Lately with my Google searches, the AI model keeps auto filling the ending of my searches with:
“...in Vietnamese”
I can see how this would be annoying.
I don't think Google's auto-complete algorithm and training data is publicly available. Also it changes frequently as they work to improve the service. As such, it is hard to tell what exactly is leading it to come up with this less-than-useful suggestion.
Your suspicion that it has something to do with Google's service detecting your heritage seems plausible.
The whole thing is based around statistical inference. At no point does any machine "know" what Vietnamese - or in fact any of the words in your query - actually means. This is a weakness of pretty much all core NLP work in AI, and is called the grounding problem. It is why, for instance, that samples of computer generated text produce such surreal and comic material. The rules of grammar are followed, but semantics and longer term coherence are a mess.
Commercial chatbot systems work around this with a lot of bespoke coding around some subject area, such as booking tickets, shopping etc. These smaller domains are possible for human developers to "police", connecting them back to reality, and avoiding the open-ended nature of the whole of human language. Search engine text autocomplete however, cannot realistically use this approach.
Your best bets are probably:
Wait it out. The service will improve. Whatever language use statistics are at work here are likely change over time. Your own normal use of the system without using the suggestions will be part of that data stream of corrections.
Send a complaint to Google. Someone, somewhere in Google will care about these results, and view them as errors to be fixed.
Neither of these approaches guarantee results in any time frame sadly.
We already have enough issues in the US with racism, projections of who others expect us to be based on any number of things, stereotyping and putting people in boxes to limit them - I truly believe AI is adding to the problem, not helping.
You are not alone in having these worries. The statistics-driven nature of machine learning algorithms and use of "big data" to train them means that machines are exposing bias and prejudice that are long buried in our language. These biases are picked up by machinery then used by companies that don't necessarily want to reflect those attitudes.

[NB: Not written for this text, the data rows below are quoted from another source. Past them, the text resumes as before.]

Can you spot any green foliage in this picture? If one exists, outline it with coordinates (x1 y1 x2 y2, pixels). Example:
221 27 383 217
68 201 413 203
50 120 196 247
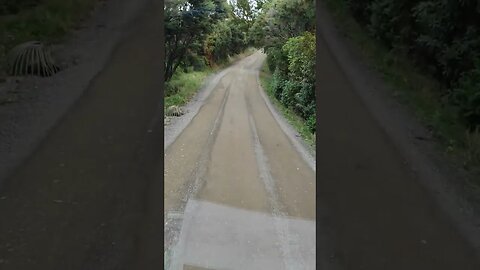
164 0 227 81
0 0 41 16
204 19 248 65
282 32 316 83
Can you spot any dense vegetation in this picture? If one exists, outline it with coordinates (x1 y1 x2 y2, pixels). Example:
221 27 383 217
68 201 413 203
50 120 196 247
0 0 100 77
250 0 316 133
164 0 316 133
342 0 480 129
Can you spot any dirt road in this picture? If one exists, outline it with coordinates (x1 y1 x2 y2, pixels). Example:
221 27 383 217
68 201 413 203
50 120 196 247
0 1 163 270
317 1 480 270
163 52 315 269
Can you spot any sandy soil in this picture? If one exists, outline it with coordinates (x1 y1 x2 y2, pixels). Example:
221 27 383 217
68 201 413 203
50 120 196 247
0 1 163 270
0 0 150 187
164 52 315 269
317 1 480 269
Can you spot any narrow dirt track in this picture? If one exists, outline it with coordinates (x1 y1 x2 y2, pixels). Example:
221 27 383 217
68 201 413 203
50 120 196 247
0 1 163 270
163 52 315 269
317 5 480 270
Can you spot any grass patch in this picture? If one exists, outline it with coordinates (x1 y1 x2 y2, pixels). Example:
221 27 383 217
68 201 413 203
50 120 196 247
164 48 255 109
165 68 213 108
260 61 315 149
0 0 100 76
326 0 480 178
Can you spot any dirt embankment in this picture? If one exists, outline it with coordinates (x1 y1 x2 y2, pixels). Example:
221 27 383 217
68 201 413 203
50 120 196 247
317 1 480 269
0 0 163 270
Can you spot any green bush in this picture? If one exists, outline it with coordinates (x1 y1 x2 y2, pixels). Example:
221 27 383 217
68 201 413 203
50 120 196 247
453 59 480 130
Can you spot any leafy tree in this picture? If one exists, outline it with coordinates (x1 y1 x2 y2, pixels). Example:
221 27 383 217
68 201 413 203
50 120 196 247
164 0 226 81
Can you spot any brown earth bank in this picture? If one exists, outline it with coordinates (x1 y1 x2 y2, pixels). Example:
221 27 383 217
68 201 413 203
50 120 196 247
163 51 315 269
316 3 480 269
0 0 163 270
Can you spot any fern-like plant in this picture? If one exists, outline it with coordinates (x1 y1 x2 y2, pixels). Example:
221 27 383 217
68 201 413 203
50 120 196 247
7 41 60 77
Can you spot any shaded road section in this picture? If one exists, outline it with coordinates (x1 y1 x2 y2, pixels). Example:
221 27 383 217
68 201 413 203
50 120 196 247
163 52 315 269
0 1 162 270
317 3 480 270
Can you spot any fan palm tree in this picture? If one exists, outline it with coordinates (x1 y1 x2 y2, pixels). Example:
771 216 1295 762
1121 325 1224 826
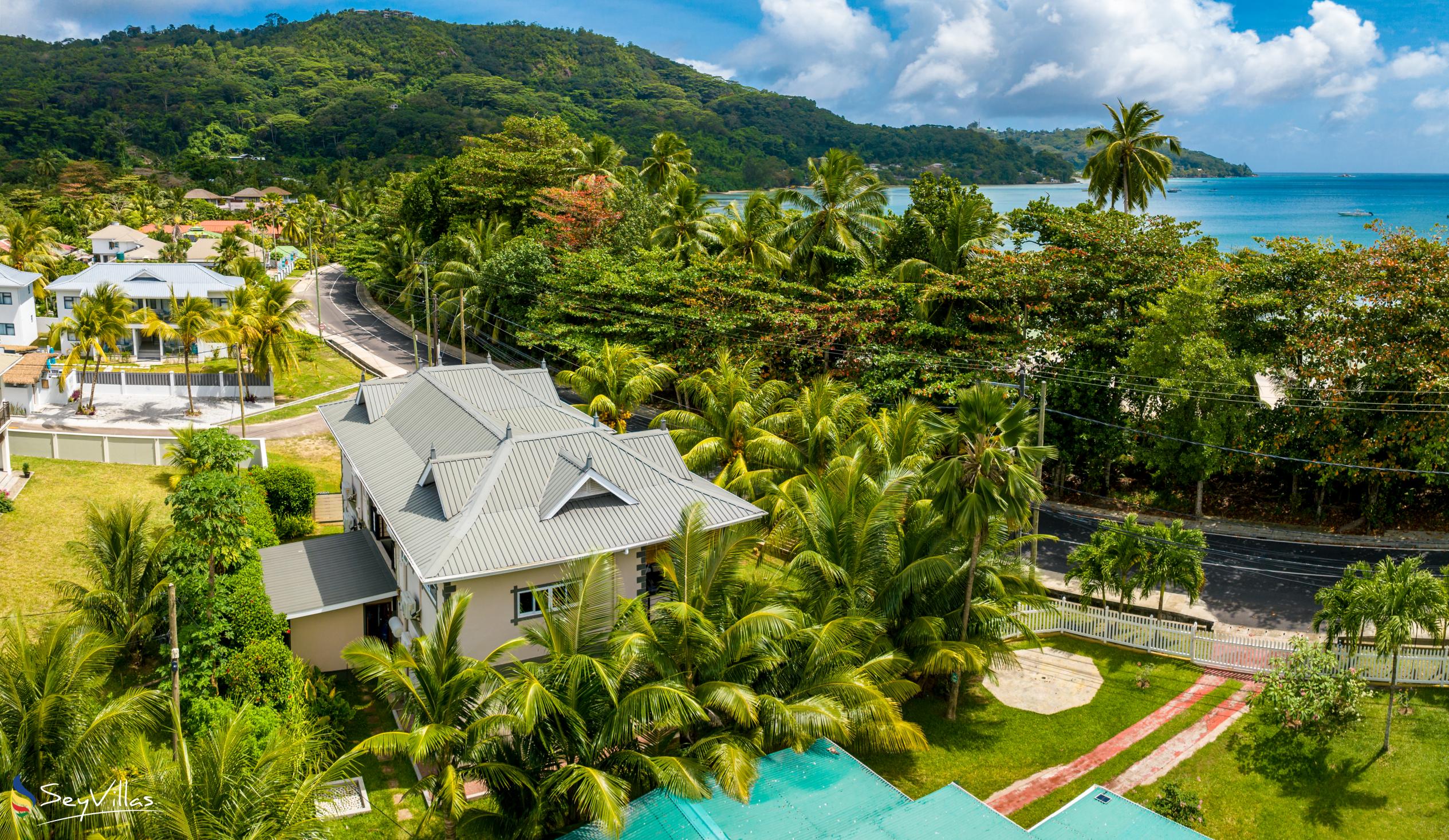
132 704 352 840
779 149 887 278
136 288 226 417
1314 556 1449 752
653 350 790 498
55 501 171 666
564 135 626 187
757 377 871 491
0 210 61 298
1136 518 1207 618
716 190 790 274
0 616 167 837
639 132 695 192
553 340 675 433
929 384 1056 720
896 188 1007 282
342 592 529 840
1082 100 1182 213
649 180 720 259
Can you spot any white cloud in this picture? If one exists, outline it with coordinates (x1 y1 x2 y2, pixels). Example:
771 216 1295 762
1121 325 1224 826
674 58 735 78
732 0 1396 123
1388 46 1449 78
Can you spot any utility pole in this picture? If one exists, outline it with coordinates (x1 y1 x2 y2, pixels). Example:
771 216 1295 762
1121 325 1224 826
307 230 322 339
1031 380 1046 571
420 258 438 368
167 583 181 759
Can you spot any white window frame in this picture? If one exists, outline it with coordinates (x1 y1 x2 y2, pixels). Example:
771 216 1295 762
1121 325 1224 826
513 581 574 620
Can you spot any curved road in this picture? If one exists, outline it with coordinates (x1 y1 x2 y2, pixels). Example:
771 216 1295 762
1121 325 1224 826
1037 508 1449 630
302 265 1449 630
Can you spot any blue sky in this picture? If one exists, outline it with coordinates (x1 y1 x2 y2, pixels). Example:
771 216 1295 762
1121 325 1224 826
11 0 1449 172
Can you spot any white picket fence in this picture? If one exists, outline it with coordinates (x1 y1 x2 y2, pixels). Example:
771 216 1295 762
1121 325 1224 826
1017 600 1449 685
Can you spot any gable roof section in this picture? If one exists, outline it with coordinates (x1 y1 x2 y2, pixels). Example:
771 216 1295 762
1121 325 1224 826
319 365 763 582
0 262 41 288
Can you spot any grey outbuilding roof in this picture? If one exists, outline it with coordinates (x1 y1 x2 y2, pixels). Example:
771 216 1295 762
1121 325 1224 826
320 364 765 582
261 530 397 618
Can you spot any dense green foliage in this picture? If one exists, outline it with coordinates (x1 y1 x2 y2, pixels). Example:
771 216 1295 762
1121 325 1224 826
997 128 1253 178
0 10 1071 191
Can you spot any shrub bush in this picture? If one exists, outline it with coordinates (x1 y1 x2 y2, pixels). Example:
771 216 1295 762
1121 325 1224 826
277 515 317 543
252 465 317 520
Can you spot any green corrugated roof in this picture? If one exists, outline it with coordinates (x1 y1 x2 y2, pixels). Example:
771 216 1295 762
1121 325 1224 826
564 739 1203 840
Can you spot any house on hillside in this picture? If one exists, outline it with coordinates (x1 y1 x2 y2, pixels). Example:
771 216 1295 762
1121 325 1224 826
41 262 245 359
0 262 41 345
262 364 765 669
85 222 167 262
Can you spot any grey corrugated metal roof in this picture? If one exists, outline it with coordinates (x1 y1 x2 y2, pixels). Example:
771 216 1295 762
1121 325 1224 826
320 365 763 581
261 530 397 618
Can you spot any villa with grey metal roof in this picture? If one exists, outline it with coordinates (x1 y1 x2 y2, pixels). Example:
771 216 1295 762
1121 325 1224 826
285 364 765 666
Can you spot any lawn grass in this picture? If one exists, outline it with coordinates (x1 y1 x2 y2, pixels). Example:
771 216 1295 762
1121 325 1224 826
859 637 1226 817
267 432 342 492
1129 689 1449 840
0 458 180 613
328 671 440 840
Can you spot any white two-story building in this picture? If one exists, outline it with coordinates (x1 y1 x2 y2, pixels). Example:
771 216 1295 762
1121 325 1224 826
41 262 245 359
0 263 41 346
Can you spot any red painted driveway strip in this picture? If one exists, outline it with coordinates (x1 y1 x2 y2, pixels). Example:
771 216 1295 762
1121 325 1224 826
987 673 1227 814
1105 685 1257 794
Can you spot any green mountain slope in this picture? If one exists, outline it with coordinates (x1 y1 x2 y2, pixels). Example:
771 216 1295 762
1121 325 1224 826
995 129 1253 178
0 11 1071 188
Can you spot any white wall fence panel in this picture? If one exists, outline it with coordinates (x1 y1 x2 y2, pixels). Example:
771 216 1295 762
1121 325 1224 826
1016 600 1449 685
6 427 267 469
65 371 275 400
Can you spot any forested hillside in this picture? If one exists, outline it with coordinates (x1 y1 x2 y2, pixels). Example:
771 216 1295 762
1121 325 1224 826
0 11 1071 190
997 129 1253 178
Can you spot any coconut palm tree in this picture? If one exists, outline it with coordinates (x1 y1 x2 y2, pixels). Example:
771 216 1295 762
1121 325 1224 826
0 210 61 298
649 180 720 259
896 187 1007 282
0 614 167 837
1082 100 1182 213
929 384 1056 720
639 132 695 192
136 288 226 417
757 377 871 491
55 501 171 666
653 350 790 498
248 278 307 374
132 704 352 840
564 135 626 188
716 190 790 274
553 340 675 433
1136 518 1207 618
433 216 513 356
342 592 529 840
778 149 885 278
1314 556 1449 752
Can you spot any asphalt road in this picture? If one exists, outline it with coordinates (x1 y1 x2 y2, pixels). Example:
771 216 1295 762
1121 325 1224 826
1037 510 1449 630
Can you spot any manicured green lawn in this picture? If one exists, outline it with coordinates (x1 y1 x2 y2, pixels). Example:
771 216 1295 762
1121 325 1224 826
267 432 342 492
861 637 1238 826
0 458 178 613
1130 689 1449 840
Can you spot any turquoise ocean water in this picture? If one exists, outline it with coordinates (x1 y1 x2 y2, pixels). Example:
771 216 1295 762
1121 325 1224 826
716 172 1449 251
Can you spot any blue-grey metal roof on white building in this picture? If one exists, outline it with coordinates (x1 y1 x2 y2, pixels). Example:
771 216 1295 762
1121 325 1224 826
320 364 763 582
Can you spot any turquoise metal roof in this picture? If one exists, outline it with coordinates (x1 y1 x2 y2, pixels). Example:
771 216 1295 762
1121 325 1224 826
564 739 1203 840
1031 785 1204 840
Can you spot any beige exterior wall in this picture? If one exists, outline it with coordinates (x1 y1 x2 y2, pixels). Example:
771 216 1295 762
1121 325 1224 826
290 605 363 671
456 549 643 660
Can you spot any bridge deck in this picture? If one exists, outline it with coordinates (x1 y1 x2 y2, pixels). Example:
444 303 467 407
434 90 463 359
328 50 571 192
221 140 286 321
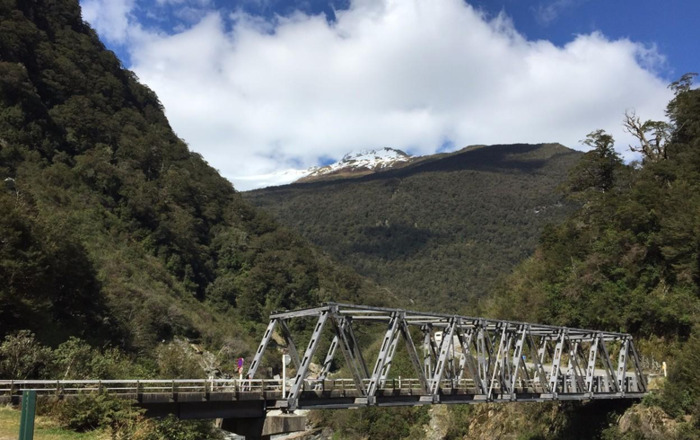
0 378 645 409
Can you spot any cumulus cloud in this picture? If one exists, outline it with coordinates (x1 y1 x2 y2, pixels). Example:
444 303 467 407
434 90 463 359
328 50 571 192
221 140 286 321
79 0 670 189
534 0 581 26
81 0 135 43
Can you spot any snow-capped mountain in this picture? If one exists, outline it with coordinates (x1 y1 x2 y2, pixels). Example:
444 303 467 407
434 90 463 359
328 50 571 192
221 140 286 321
300 147 411 180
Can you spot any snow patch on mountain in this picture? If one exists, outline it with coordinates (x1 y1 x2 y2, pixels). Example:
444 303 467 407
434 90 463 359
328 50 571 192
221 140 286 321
245 147 413 190
306 147 411 178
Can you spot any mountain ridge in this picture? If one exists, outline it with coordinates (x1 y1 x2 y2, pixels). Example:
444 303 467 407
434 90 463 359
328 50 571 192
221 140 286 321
242 144 581 309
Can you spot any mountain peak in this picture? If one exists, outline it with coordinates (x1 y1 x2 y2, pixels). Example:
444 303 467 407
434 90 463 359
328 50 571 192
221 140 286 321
299 147 412 182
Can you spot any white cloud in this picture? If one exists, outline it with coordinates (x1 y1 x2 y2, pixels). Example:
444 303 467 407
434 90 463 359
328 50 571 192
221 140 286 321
81 0 136 43
79 0 670 189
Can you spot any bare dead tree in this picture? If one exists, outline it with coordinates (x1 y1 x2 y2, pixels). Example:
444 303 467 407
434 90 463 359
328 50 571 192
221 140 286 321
622 110 671 162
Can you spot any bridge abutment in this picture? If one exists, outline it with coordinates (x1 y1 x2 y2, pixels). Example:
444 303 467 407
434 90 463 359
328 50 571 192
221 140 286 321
221 412 306 439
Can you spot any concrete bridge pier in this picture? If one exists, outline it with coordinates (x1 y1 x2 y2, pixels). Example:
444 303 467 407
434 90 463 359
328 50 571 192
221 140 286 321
221 411 306 439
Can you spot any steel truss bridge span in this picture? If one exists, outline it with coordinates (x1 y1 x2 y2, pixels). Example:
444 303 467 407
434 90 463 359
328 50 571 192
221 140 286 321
0 303 647 419
247 303 647 411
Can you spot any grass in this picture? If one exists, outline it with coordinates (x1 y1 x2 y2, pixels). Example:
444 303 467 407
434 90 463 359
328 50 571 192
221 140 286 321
0 406 109 440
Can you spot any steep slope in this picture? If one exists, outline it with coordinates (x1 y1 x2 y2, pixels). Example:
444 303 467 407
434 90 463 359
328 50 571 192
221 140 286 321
244 144 580 310
0 0 380 354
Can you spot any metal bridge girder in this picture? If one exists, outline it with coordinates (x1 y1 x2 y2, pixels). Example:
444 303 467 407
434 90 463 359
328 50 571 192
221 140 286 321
287 310 329 411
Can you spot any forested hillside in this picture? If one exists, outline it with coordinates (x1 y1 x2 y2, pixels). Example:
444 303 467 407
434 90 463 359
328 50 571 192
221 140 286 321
0 0 382 364
485 75 700 439
244 144 580 313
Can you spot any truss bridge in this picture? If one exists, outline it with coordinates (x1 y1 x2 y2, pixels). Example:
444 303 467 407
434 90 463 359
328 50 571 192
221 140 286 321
248 303 647 411
0 303 647 438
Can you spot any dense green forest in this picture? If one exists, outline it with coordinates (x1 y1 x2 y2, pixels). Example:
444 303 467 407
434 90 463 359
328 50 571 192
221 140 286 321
243 144 581 314
0 0 700 439
0 0 379 438
485 74 700 438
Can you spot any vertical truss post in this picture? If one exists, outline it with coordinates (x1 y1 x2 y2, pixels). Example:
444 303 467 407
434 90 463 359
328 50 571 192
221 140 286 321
457 328 489 394
317 334 339 388
287 310 329 411
549 329 566 394
509 324 529 400
428 317 457 403
629 337 647 393
598 338 620 392
476 322 491 388
527 333 552 393
331 307 369 396
586 333 600 393
564 340 584 393
367 312 402 404
487 323 508 400
279 319 301 370
399 319 428 393
247 318 278 379
617 338 629 394
421 324 437 376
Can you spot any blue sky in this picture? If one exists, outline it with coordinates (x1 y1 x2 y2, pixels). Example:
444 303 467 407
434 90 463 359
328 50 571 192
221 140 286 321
81 0 700 189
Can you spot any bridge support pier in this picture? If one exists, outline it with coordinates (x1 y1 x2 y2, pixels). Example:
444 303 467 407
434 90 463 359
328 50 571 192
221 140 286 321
221 411 306 439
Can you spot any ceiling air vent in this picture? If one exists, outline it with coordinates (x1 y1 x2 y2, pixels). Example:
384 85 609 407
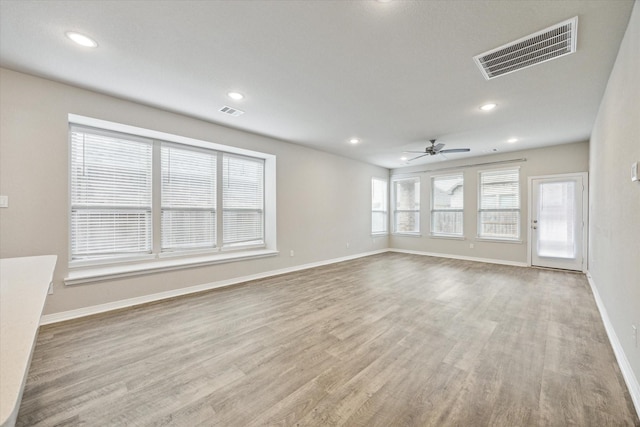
473 16 578 80
219 105 244 117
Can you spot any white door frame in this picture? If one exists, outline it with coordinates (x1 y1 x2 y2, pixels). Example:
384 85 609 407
527 172 589 273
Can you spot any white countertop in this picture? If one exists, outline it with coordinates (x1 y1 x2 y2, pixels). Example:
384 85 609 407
0 255 57 427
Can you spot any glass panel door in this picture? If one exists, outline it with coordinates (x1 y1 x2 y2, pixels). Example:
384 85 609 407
531 175 584 271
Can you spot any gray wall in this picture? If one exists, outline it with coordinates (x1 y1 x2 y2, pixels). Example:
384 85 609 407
0 69 389 314
589 1 640 392
390 142 589 263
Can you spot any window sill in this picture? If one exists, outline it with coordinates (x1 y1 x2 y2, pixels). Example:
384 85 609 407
475 237 524 245
64 249 279 286
429 234 467 240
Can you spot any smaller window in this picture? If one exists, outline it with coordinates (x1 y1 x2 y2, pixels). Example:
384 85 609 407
431 173 464 237
371 178 389 234
160 142 216 252
478 169 520 240
392 177 420 234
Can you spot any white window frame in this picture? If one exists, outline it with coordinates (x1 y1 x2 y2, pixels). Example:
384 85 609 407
391 176 422 236
65 114 278 285
370 177 389 236
429 171 465 239
476 166 522 243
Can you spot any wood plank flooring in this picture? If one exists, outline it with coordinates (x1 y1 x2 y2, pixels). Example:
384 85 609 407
17 253 640 427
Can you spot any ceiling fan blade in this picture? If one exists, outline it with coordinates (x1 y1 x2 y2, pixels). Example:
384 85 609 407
439 148 471 153
407 153 429 162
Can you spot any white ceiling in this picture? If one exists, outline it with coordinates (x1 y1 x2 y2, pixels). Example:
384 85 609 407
0 0 633 168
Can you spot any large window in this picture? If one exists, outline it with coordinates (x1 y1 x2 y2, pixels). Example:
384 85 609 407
478 169 520 240
371 178 389 234
70 125 265 262
392 177 420 234
431 173 464 237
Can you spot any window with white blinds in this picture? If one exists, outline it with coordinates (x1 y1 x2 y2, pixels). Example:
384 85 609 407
160 143 217 252
391 177 420 234
371 178 388 234
431 173 464 237
70 126 152 259
222 154 264 247
70 124 275 266
478 169 520 240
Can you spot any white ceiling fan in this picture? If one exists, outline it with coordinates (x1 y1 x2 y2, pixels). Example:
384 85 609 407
405 139 471 162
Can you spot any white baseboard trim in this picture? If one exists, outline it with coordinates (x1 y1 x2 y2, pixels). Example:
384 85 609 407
389 248 528 267
587 271 640 417
40 249 389 326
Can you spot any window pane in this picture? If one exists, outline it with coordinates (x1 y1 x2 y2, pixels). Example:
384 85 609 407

A similar example occurs in natural language processing models with word embeddings. A very interesting feature of LSTM neural networks that learn statistical language models is that you can look at word embeddings, mathematical representations of words, and do "word math":
$$W(king) - W(man) + W(woman) \approx W(queen)$$
$$W(he) - W(male) + W(female) \approx W(she)$$
This is very cool, and implies that the learned embeddings really are capturing semantics up to some depth. However, the same model can produce results like this:
$$W(doctor) - W(male) + W(female) \approx W(nurse)$$
This doesn't reflect modern sensibilities of gender equality. There is obviously a deep set reason for this, as it has appeared from non-prejudiced statistical analysis of billions of words of text from all sorts of sources. Regardless of this though, engineers responsible for these systems would prefer that their models did not have these flaws.
How can we fix this. Moreover, how can we use AI to bring out peoples true self, talents and empower and free them them to create their life how they like ?
Primarily by recognising that statistical ML and AI doesn't inherently have prejudice or any agenda at all. It is reflecting back ugliness already in the world. The root problem is to fix people (beyond scope of this answer, if I had solid ideas about this I would not be working in software engineering, but in something more people-focussed).
However, we can remove some of the unwanted bias from AI systems. Broadly the steps toward this go:
Recognise that a particular AI system has captured and is using unwanted gender, racial, religious etc bias.
Reach a consensus about how an unbiased model should behave. It must still be useful for purpose.
Add the desired model behaviour into the training and assessment routines of the AI.
For instance in your case, there are possibly some users of Google's system who would prefer to read articles in Vietnamese, or have English translated into Vietnamese, and are finding it awkward that the default assumption is that everything should be presented in English. These users don't necessarily need to use the search text for this, but presumably are for some reason. A reasonable approach is to figure out how their needs could be met without spamming "in Vietnamese" on the end of every autocomplete suggestion, and perhaps in general move suggestions to localise searches by cultural differences out of autocomplete into a different part of the system.
For the case of gender bias in NLP systems, Andrew Ng's Coursera course on RNNs shows how this can be achieved using the embeddings themselves. Essentially it can be done by identifying a bias direction from a set of words (e.g. "he/she", "male/female"), and removing deviations in that direction for most other words, preserving it only for words where it is inherently OK to reflect the differences (such as "king" and "queen" for gender bias).
Each case of unwanted bias though needs to be discovered by people and oversight of this as a political and social issue, not primarily a technical one.